Eventually, if we want to live the richest life possible, sometimes we have to face the unknown. It’s usually disguised as the littlest things–saying “I’m sorry,” giving something away, standing up for yourself, or letting go. You have to force yourself to recognize that the unknown exists. Then the next time you’re in that situation, you rip off the bandaid and go for it; it shakes you up. Yet you do it again. You keep facing that obstacle until you don’t panic when it approaches.

I stumbled through a lot of German conversations on that intercom. Sometimes people hung up before I could answer. Once, the person on the other end was so relieved to hear me struggle. He was a man from Romania, striving to speak his best, too. You never know when the person beside you is on the same journey. Sometimes, their unknown is much scarier. He didn’t have fluent English skills to fall back on like I did; he needed that German communication ability to earn money and put food on his table.

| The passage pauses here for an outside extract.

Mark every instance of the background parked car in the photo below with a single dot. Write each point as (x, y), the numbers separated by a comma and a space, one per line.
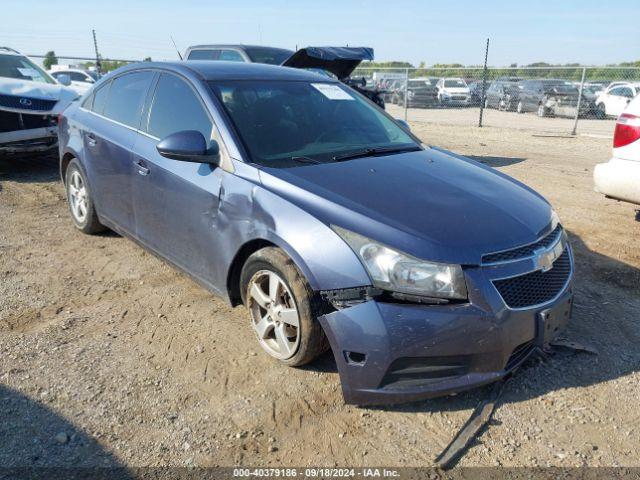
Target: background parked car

Here’s what I’ve been learning about facing seemingly tiny obstacles that actually feel really heavy and overwhelming:

  1. Never measure your fear/anger/pain.
  2. Admit it.
  3. Take teeny steps toward bettering it.

A lot of these thoughts are reflected in Become, the writing prompt journal for finding your direction at Gadanke. Of course, that journal is hardly about being brave enough to answer an intercom. Or is it? Once you face an unknown, you become stronger. You become more confident. You start really, truly knowing that you are capable of becoming whatever you take the steps toward being. That’s the mission behind all the journals at Gadanke. Celebrate you!

The ultimate test came to me one afternoon when the telephone rang. I took a deep breath and answered the phone. “Guten Tag,” I said. The woman asked me (in German, of course) why I had just called her number. “I’m so sorry,” I said in German. “I didn’t call. I’m not sure what you mean.” She was quite positive: I had just called. I was equally sure that I was not touching that phone unless it was to call 911. We hung up, and then I thought about it a moment. Wait a second … that woman was my mother-in-law.